Do you want isolation?
If not, get a standard low voltage transformer, say 18 volts sec. You can connect it in series with primary to get supply voltage+18 volts (boost) or supply voltage-18 volts (buck)
If this is not what you require, please tell us the application and how you arrived 900 or 1100 turns.

Regards.

 

[Whoops]

Although this is the Drawing board, as your post is related to transformers I think you should post it in the "Magnetics" section of this forum, that's where the transformers gurus of this forum walk around

 

[Chandra]

I think the transformer core you are using is 1 1/2" square core.
The ratio you mentioned is (1100/900) is 1.22. With primary voltage at 230 volts, the secondary voltage will be 281 volts. Sufficient to blow any device connected to it and do a permanent damage. Most electronic equipment are rated to 230 + 10%. If the TV or computer or a audio system has SMPS power supply, it blow with an explosion.
If you are using to rectify to DC, the smoothing capacitors must have a working voltage of about 450 volts DC.
So keep it to 1:1 or use my above post to vary the voltage if required. If you are boosting, always watch the output voltage before connecting anything to it.
Regards.

 

[andia]

don't think this is about power transformer.

 

[gyraf]

the question is what inductance you need to get the correct low-frequency response with the source impedance you have at hand

if the transformer is otherwise right, perhaps just use it the other way around?

/Jakob E.

(moved to /Magnetics)

 

[Chandra]

Since Sept 4th, OP has not answered anything. Probably he found a solution.

 

[mkiijam]

This is an output transformer. If I use it the "otherway" around, won't it then become a "step down."? I would just like to make it a 1:1 and therefore could wind it 900:900 or 1100:1100.

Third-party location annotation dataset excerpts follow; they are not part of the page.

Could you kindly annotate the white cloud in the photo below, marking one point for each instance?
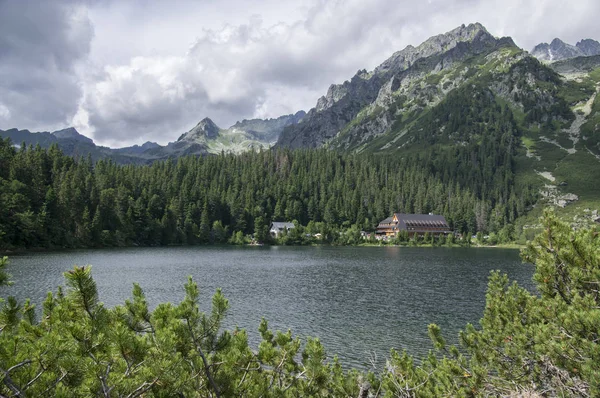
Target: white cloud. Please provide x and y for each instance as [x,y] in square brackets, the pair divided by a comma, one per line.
[154,69]
[40,45]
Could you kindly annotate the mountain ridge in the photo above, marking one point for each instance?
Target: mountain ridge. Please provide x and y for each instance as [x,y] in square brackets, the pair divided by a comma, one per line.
[558,50]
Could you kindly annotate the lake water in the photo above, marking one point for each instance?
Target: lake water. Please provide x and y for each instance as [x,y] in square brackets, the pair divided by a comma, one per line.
[360,301]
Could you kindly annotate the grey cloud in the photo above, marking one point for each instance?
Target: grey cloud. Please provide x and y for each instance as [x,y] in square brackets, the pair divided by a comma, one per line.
[40,46]
[252,69]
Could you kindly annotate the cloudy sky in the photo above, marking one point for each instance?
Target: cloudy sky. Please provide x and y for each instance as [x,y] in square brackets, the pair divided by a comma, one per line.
[126,72]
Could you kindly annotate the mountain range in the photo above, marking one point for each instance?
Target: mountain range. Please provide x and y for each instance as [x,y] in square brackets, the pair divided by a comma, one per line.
[558,50]
[457,92]
[204,139]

But I think Gyraf's inductance idea is the correct way to think... The source impedance is very low. The output of a discrete opamp, like a JH990 or something

 

[Chandra]

Trying to explain in simple way...
Before doing anything, you need the following information.
Maximum output voltage from source (primary voltage),
Required voltage to the destination (secondary voltage),
Destination impedance (ohms).
Lowest frequency (Hz).

Input voltage to output voltage is the voltage ratio = the turns ratio.
Since this is an output transformer, the primary impedance (reflected) is dependent on the secondary impedance (load).
Example 1: Source is 10 volts, destination is 1 volt. The voltage ratio = turns ratio will be 10:1 = 10
Load is 1000 ohms (for 1 volt side), Reflected load on primary will be 1000 * (10 ratio)^2 = 1000 * 100= 100 kilo ohms
Example 2 : Source is 10 volts, destination is 4 volts, The voltage ratio = turns ratio will be 10:4 = 2.5
Load is 1000 ohms (for 2.5 volt side), Reflected load on primary will be 1000 * (2.5 ratio)^2 = 1000 * 6.25= 6,250 ohms
The transformer core and turns must be selected for the lowest frequency, the turns ratio must be maintained for impedance ratio.
You can have multiple primaries or secondaries that are connected in parallel to improve high frequency response, less leakage and good coupling. Means smaller wires and same turns each, same ratios. You may have to wind all primaries and secondaries at the same time, using a few bobbins
Regards.

 

[abbey road d enfer]

This is an output transformer. If I use it the "otherway" around, won't it then become a "step down."? I would just like to make it a 1:1 and therefore could wind it 900:900 or 1100:1100.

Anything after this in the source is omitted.